Il est également rapporté par Ibn ‘Abbâs qu’il fut une nuit l’invité de Maymoûna – qui était sa tante – et du Prophète . Ils dormirent sur leur couche dans le sens de la longueur, et lui dormit au bout, en travers. Après qu’ils aient tous dormi un moment, le Prophète se leva pour accomplir la prière du tahajjud (prière nocturne surérogatoire) et Ibn ‘Abbâs se joignit à lui. Ils firent tous deux leurs ablutions et la prière de onze rak’ât, puis se couchèrent à nouveau jusqu’à l’aube. Bilâl fit l’appel à la prière et le Prophète fit deux autres rak’ât courtes avant de se rendre à la mosquée pour guider la prière de l’aube.

Ibn ‘Abbâs dit qu’une des invocations que le Prophète fit durant cette nuit fut : « Ô Allah, introduit la lumière dans mon cœur, ma langue, mon ouïe, ma vue, derrière moi, devant moi, à ma droite, à ma gauche, au dessus et en dessous de moi ; introduit la lumière dans mes tendons, ma chair, mon sang, mes cheveux et ma peau ; introduit la lumière dans mon âme et rend la lumière abondante pour moi ; accorde moi la lumière ».

Il est communément reconnu que ce fut après le mariage du Prophète avec Maymoûna, ce qui lui faisait neuf femmes (‘Âicha, Sawdah, Umm Habîbah, Hafsah, Umm Salamah, Zaynab Bint Jahsh, Juwayriyyah, Safiyyah et Maymoûna), que le verset suivant fut révélé : {Il ne t’est plus permis de changer d’épouses ni de prendre d’autres femmes, en dehors de tes esclaves même si tu es charmé par la beauté de certaines d’entre elles.
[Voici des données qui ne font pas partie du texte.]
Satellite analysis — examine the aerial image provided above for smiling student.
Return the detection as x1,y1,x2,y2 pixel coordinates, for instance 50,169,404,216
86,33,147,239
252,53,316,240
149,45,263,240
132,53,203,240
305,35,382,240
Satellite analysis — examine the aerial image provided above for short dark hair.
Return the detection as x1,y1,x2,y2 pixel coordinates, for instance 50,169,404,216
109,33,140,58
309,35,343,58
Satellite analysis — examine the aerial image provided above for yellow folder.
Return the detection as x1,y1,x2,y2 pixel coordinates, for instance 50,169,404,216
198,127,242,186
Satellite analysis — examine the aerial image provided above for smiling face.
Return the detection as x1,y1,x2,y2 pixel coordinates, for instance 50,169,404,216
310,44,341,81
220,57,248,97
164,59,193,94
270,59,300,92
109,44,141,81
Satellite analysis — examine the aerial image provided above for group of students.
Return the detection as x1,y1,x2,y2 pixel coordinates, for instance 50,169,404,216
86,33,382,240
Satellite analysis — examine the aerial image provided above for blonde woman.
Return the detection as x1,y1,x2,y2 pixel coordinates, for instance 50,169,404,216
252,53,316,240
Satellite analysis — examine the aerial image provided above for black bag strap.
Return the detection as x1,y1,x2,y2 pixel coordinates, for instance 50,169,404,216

Dieu voit parfaitement toutes choses.} (33/52)

Après cela, le Prophète ne se maria plus jamais. Cependant, lorsqu’un souverain chrétien, ou le Muqawqis d’Egypte lui envoya deux femmes esclaves qui étaient sœurs en guise de cadeau (en réponse à une lettre du Prophète les invitant à embrasser l’Islam), accompagnées d’un beau vêtement et de quelques médicaments, le Prophète accepta une des deux filles, Maria, dans son foyer : il donna sa sœur Serene à un homme qu’il souhaitait honorer, à savoir Hassân Ibn Thâbit. Il accepta le vêtement, et renvoya les médicaments avec le message :  » Ma sunnah est mon médicament !  » Ceci eut lieu en l’an 7 après l’Hégire.